Imagine their great surprise when they received a letter from my father a few days later! They wanted to take him in, but at that time it was very hard for refugees to enter Belgium, where the aunt and uncle were living. This aunt, a clever woman, contacted a smuggler, telling him, "I cannot afford to pay you cash to bring in my nephew, but I can give you names of former residents of Belgium to use in your smuggling operations." A deal was struck, and my father was brought in and welcomed into their home.
Rebuilding in America
My father's years of suffering were finally over, but he never forgot them, and never forgot the memory of the family he lost, all so brutally murdered. Despite all he went through, his faith in God stayed firm. This faith gave him the strength both to survive and to rebuild his life afterwards.

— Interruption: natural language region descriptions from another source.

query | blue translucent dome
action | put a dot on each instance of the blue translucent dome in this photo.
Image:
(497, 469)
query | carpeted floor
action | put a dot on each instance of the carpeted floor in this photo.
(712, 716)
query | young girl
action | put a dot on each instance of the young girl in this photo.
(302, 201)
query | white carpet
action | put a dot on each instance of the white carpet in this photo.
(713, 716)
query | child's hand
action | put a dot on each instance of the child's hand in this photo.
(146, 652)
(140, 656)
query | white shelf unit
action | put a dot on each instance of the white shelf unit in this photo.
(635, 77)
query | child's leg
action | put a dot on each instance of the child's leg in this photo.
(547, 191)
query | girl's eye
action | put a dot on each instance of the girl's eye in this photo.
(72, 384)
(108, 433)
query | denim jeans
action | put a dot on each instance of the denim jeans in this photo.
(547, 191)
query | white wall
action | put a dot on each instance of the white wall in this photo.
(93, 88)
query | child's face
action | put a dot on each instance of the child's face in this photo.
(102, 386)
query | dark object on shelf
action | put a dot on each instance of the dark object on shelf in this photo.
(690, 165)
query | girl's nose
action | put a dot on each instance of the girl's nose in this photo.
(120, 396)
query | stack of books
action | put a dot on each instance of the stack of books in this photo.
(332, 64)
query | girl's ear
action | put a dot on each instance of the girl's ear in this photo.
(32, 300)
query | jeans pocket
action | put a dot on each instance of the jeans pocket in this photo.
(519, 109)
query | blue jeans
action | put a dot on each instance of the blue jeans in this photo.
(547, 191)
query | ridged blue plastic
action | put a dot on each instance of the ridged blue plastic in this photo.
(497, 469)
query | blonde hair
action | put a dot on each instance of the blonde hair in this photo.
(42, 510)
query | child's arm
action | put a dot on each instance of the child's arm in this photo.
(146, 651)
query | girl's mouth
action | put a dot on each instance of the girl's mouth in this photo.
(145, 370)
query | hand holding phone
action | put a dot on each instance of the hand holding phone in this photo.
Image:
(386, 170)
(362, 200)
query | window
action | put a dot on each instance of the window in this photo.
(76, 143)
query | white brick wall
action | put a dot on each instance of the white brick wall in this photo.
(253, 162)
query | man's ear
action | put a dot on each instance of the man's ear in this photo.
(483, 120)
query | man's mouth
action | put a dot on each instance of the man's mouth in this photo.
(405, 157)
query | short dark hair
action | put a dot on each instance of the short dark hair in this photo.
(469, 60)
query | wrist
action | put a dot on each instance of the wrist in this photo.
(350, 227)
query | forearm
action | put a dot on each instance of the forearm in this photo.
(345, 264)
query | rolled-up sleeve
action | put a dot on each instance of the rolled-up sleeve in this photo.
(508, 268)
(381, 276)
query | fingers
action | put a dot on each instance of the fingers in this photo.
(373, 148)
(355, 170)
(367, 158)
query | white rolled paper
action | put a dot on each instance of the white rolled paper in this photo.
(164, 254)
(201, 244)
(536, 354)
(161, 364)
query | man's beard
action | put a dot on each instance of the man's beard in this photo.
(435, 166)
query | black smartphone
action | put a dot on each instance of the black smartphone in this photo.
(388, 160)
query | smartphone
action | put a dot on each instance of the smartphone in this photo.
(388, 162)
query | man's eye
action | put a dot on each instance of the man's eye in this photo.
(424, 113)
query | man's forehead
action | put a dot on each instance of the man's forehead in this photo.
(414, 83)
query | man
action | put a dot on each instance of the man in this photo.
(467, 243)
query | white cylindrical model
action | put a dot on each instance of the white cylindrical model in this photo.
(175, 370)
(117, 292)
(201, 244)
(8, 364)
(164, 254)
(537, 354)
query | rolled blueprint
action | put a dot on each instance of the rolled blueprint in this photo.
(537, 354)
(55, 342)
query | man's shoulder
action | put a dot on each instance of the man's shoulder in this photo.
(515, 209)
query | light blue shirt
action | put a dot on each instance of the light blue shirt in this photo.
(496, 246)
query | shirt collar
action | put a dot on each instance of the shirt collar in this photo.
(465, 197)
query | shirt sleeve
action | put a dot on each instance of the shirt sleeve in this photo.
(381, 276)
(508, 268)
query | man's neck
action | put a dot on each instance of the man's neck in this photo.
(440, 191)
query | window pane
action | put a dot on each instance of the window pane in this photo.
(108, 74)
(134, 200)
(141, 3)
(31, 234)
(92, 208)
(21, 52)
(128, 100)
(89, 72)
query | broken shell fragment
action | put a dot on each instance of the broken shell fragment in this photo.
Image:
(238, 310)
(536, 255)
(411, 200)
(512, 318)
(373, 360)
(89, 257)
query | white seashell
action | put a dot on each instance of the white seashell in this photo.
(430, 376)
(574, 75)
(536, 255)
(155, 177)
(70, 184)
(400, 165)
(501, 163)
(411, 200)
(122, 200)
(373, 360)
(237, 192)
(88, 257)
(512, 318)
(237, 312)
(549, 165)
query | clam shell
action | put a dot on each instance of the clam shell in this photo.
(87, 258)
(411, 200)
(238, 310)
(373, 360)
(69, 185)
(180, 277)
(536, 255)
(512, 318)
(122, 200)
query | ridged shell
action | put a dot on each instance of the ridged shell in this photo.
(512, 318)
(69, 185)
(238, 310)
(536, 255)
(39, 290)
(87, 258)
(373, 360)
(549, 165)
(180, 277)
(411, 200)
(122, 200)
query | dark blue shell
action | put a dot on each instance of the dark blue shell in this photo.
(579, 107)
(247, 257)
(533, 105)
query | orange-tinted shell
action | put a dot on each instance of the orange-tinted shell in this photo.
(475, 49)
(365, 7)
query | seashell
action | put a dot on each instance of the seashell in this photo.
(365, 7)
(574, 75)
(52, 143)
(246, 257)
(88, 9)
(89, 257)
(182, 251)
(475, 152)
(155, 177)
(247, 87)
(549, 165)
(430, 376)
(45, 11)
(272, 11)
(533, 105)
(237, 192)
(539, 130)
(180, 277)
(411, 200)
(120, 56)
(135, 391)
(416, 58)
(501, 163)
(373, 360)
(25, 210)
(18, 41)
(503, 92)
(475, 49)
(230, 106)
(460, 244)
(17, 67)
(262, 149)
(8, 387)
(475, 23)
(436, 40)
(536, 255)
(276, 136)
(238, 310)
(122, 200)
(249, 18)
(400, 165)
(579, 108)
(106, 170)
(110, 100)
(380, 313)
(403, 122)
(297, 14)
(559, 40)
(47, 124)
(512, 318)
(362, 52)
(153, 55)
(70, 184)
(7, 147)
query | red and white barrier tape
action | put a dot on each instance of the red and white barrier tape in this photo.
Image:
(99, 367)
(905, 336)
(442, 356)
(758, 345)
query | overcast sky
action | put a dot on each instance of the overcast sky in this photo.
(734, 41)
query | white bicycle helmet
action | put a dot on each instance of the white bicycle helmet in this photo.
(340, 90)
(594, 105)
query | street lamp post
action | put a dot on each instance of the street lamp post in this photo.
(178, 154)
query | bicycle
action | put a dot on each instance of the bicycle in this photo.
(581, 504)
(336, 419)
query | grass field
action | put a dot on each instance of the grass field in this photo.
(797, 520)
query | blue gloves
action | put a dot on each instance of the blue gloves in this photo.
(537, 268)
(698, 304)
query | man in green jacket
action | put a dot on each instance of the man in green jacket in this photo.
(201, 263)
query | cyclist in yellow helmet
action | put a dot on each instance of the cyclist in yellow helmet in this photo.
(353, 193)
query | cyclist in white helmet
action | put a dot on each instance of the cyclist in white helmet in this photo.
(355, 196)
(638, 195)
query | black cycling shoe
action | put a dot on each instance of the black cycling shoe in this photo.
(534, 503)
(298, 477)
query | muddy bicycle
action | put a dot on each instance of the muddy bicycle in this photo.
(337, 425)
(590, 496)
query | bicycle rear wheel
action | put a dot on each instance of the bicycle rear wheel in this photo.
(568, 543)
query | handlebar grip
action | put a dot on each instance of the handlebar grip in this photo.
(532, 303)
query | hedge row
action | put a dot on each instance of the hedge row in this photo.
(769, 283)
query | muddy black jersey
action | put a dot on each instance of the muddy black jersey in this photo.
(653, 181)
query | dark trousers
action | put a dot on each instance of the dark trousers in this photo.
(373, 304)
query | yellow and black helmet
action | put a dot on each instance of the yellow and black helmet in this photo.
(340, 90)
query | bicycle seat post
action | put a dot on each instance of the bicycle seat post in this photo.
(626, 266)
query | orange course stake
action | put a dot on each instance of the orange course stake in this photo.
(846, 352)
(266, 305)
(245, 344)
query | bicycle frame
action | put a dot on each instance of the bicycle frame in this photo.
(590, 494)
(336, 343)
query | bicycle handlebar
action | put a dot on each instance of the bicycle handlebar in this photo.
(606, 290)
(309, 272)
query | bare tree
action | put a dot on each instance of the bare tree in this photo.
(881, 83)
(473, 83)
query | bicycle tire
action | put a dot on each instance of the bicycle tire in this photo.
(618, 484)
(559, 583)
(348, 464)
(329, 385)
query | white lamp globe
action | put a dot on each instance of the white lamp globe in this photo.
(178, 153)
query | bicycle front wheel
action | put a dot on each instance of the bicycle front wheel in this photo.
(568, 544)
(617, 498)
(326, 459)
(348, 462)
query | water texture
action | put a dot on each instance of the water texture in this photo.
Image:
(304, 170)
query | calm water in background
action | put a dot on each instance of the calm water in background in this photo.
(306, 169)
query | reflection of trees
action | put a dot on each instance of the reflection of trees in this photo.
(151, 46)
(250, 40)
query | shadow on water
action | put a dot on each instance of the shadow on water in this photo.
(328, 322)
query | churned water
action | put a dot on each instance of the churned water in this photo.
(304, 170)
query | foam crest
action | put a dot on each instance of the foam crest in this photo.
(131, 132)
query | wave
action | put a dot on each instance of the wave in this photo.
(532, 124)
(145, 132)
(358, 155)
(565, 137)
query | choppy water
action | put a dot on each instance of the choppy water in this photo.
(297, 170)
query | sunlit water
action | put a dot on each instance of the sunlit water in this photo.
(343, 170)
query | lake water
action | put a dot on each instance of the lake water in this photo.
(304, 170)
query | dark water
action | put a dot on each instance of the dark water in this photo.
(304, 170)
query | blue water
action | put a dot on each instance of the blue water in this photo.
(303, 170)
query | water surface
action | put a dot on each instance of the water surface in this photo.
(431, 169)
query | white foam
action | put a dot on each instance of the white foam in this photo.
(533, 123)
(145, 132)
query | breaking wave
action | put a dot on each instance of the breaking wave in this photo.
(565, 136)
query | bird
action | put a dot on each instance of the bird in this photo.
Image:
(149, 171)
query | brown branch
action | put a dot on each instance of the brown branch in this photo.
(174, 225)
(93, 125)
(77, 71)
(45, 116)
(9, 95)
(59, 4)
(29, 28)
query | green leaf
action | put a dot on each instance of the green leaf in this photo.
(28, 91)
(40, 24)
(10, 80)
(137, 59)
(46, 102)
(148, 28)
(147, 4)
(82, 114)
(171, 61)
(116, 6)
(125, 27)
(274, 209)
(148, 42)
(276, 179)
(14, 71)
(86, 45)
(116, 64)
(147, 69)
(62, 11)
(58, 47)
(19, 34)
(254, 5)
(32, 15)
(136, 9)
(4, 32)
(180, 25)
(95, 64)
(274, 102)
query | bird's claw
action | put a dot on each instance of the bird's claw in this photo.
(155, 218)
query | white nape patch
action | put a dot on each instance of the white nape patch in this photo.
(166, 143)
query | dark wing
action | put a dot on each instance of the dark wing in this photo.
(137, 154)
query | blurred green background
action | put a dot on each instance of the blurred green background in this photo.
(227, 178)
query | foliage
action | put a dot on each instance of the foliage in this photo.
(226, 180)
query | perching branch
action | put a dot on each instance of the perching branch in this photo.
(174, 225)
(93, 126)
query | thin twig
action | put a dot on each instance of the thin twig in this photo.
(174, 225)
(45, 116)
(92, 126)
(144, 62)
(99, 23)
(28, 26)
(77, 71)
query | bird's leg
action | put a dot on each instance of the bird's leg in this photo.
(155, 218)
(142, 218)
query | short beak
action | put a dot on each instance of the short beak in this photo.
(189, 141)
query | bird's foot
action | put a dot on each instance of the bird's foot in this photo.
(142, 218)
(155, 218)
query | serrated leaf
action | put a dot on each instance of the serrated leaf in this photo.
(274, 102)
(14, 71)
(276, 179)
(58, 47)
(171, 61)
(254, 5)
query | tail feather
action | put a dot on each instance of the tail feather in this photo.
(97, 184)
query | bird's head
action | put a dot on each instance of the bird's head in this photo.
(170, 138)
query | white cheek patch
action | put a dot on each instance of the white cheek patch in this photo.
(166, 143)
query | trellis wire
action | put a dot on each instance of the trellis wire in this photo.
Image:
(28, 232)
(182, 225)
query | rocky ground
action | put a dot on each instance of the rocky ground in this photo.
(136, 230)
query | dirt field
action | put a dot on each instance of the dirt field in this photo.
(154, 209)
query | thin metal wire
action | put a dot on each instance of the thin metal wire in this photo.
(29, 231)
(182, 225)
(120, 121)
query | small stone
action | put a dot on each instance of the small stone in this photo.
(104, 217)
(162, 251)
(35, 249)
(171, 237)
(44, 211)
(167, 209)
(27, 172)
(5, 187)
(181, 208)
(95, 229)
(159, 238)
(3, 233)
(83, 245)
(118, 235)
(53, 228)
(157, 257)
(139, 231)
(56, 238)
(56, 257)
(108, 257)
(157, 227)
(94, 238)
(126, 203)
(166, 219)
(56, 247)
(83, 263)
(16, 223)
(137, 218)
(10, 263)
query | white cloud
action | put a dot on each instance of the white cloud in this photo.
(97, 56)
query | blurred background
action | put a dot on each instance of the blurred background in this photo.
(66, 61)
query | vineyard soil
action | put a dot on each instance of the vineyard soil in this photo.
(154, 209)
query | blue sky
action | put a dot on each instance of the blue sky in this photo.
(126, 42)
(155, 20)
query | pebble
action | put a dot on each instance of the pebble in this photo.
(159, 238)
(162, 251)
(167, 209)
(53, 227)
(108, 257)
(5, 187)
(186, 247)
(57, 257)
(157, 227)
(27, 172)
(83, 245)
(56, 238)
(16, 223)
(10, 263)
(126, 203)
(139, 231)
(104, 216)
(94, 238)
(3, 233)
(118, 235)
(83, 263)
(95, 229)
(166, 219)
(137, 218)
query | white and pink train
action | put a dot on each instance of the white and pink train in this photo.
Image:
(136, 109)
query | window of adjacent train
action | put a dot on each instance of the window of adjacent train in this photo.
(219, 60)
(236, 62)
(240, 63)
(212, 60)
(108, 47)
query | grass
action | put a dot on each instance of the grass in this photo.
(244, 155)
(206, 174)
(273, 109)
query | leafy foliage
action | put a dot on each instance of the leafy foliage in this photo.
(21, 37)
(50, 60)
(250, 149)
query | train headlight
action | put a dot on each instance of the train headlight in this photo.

My father married, and dreamed of living in Israel, but when the opportunity came to emigrate to America with its greater opportunities for earning a living, he took it. My father worked long, hard hours as a butcher for close to 40 years. Suppliers, customers and employees all appreciated his friendly, easy-going nature.
When I got married and moved far away, our relationship was restricted to the phone lines; but we kept in touch regularly. Years passed, and my family decided to move to Israel. My father was very enthusiastic about our decision and told us, "You go, and we will follow!"
In the summer of 2005, they surprised everyone when they fulfilled their dreams and made aliyah. To say they never regretted their decision would be putting it mildly. Once they came, I saw my father regularly, and we spoke daily, learning Torah together on the phone.
My father loved people of all ages, and enjoyed sharing his knowledge. Snatched from death several times, I can only imagine that God wanted to grant us the benefit of his inspiration and guidance until his passing, at the age of 85. His example lives on through his kindly words and deeds in the hearts of all those who knew him.